In a letter to Rep. Elijah Cummings, top Democrat on the House of Representatives Committee on Oversight and Government Reform, the Government Accountability Office said Monday it would begin the inquiry into Trump’s Mar-a-Lago visits “shortly,” after Cummings and Democratic Sens. Elizabeth Warren, Sheldon Whitehouse and Tom Udall requested the probe.
The scope of the inquiry will include how classified information is protected at the private club, what type of security measures are taken to screen “individuals with access to Mar-a-Lago” and what measures are in place “to ensure charges for travel-related expenses in connection with providing protection for presidential trips to Mar-a-Lago are fair and reasonable.”
The government watchdog will also look into whether Trump is keeping his promise to take any profits made at his hotels from foreign governments and transfer them to the US Treasury. Trump’s lawyer promised at a news conference in January that, in an effort to avoid conflict of interest, he wouldn’t keep such profits.
“He is going to voluntarily donate all profits from foreign government payments made to his hotels to the United States Treasury,” said Sheri Dillon, Trump’s tax attorney. “This way it is the American people who will profit.”
CNN has reached out to the White House for comment.
The watchdog inquiry comes as Democrats raise questions about the costs and security questions that comes with Trump’s frequent trips to Mar-a-Lago, a private club he has owned since 1985 and a home he has visited for six weekends since becoming president in January.

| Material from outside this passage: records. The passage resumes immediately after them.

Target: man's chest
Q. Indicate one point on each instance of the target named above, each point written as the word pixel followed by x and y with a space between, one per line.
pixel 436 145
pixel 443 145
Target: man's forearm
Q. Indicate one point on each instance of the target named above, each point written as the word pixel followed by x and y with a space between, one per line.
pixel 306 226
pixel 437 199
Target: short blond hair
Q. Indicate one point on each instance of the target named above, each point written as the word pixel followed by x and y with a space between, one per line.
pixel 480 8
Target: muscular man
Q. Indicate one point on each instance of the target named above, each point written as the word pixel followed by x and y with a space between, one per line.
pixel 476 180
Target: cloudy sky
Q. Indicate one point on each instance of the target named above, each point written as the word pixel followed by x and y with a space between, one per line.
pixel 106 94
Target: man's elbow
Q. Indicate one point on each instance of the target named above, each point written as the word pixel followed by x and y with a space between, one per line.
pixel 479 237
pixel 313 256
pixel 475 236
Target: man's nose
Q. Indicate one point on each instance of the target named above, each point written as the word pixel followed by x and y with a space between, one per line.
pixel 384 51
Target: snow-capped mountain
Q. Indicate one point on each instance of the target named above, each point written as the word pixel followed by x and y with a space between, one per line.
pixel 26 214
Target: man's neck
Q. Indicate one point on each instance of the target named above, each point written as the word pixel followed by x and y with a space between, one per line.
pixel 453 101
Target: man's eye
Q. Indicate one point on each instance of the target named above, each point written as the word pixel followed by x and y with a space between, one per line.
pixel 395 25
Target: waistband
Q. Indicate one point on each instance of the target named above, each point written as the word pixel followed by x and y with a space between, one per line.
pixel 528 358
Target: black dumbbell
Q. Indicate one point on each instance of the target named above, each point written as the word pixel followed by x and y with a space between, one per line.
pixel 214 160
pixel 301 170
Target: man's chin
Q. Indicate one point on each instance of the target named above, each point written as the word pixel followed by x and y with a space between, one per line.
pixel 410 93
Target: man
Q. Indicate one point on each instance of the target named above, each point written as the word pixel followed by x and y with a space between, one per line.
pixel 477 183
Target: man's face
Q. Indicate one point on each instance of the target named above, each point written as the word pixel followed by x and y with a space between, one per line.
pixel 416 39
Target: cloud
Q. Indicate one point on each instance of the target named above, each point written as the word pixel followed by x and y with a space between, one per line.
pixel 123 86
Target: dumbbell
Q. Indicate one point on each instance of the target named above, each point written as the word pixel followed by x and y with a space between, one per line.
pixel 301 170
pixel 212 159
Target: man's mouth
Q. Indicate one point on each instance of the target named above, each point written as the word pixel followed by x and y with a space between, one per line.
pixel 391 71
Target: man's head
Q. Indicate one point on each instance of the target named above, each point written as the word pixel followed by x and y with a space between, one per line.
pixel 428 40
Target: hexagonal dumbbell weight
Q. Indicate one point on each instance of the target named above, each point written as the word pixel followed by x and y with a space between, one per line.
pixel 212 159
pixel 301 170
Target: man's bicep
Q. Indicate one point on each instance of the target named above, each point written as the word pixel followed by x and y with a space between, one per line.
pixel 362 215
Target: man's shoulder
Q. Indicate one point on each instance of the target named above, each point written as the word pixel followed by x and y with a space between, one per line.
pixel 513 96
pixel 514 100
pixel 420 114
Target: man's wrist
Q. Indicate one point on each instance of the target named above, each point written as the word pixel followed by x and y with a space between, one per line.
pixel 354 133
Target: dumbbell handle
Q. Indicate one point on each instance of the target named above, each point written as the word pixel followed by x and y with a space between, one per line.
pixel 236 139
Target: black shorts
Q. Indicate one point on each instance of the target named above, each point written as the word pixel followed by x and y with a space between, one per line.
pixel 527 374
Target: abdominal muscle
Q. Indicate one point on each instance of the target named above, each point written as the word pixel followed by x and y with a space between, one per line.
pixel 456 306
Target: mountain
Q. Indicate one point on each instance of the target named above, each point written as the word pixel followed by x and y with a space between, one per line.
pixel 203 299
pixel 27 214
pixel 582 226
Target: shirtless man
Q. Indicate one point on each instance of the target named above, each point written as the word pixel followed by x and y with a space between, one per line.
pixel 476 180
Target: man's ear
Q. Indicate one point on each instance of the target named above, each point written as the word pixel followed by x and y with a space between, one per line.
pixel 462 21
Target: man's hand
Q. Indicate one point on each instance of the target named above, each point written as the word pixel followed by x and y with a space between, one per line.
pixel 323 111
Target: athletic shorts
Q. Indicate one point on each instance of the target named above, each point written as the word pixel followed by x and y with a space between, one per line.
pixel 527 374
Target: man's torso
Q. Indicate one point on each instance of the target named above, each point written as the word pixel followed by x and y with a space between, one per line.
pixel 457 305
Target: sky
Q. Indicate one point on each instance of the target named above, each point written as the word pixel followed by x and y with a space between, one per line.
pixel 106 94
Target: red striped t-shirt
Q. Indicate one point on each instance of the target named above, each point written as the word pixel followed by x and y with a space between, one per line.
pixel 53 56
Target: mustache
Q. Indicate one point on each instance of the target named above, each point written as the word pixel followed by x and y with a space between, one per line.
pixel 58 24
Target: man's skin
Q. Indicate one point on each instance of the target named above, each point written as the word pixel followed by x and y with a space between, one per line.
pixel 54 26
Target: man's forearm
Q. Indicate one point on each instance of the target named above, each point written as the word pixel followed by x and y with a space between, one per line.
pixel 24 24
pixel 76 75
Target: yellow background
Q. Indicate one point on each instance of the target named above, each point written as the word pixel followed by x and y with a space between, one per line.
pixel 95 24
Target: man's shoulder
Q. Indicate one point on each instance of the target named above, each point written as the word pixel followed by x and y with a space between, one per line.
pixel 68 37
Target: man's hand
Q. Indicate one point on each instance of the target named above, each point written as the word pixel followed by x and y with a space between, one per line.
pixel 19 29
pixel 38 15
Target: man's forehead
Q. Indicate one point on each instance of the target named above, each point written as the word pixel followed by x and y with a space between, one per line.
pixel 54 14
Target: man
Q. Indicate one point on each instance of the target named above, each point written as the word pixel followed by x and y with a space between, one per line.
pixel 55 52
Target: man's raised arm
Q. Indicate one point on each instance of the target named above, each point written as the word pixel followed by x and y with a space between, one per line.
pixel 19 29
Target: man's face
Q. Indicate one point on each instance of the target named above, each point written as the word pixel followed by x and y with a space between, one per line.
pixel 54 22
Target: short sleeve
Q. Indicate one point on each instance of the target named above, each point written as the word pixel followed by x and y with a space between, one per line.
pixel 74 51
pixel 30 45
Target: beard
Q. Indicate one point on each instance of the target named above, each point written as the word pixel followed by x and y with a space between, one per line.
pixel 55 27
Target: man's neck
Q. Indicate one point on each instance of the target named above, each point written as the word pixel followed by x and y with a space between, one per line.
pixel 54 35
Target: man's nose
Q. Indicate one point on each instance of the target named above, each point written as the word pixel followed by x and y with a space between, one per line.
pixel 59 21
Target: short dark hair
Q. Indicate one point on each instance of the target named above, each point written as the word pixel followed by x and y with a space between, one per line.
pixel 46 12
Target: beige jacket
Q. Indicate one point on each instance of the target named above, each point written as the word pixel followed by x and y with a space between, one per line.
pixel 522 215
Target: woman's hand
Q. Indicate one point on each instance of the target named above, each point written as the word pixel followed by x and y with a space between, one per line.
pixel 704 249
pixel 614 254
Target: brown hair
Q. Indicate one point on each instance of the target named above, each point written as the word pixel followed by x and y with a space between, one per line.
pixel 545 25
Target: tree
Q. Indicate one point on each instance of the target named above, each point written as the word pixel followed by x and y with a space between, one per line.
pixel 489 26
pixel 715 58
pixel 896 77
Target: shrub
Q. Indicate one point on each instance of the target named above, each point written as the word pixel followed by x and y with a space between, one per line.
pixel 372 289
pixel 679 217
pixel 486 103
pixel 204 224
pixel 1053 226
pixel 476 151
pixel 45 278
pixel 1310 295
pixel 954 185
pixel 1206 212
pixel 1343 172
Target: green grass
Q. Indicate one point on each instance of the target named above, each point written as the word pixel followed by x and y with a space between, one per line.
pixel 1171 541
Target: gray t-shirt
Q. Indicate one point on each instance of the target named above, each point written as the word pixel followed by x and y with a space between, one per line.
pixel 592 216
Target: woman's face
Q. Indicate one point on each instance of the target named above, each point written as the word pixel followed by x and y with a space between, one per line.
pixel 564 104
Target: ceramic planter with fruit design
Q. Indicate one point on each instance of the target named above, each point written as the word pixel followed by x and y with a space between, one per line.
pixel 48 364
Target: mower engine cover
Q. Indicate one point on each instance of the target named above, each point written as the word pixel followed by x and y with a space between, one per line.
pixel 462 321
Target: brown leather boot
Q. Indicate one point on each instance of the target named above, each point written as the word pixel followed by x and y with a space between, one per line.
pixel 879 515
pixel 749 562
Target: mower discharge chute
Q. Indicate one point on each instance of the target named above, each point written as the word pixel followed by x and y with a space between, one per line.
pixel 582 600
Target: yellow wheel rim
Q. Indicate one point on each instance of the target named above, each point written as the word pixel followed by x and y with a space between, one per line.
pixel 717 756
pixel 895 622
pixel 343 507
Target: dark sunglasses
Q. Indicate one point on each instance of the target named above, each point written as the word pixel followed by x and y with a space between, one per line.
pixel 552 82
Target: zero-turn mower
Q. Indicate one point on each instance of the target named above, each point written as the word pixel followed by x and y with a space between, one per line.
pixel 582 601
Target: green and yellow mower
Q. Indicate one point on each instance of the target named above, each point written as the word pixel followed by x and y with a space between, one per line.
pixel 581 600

Variations in each trip make it difficult to estimate how much it actually costs for Trump to spend weekends in Florida. But a 2016 GAO report about a four-day trip President Barack Obama took to Florida in 2013 found the total cost to the Secret Service and Coast Guard was $3.6 million.
Security concerns were heightened in February when Trump and Japanese Prime Minister Shinzo Abe appeared to be strategizing over how to respond to a North Korean missile test while having dinner in plain sight on Mar-a-Lago’s candlelit patio.
“We have accepted this request to review security and site-related travel expenses related to the President’s stays outside the White House at Mar-a-Lago,” Chuck Young, managing director for public affairs at GAO, told CNN Tuesday.
Young said there is no time frame yet for their review, but that they will first work to “determine the full scope of what we will cover and the methodology to be used.”
“Until that is complete, we don’t have any projected dates,” Young said. “We handled it as we do all requests, from either side of the aisle, using our standard protocols.”
The GAO inquiry comes as Democratic Sens. Udall, Whitehouse, Jack Reed and Tom Carper introduced legislation in the Senate that would require the White House to publish a list of people who visit Mar-a-Lago. Rep. Mike Quigley, an Illinois Democrat, introduced the same legislation in the House.
The Making Access Records Available to Lead American Government Openness Act — or Mar-a-Lago Act, for short — would treat the Florida club like the White House, where a log of visitors is required.
The act would allow for very few exceptions, including visits that would spark security concerns and “purely personal” visitors.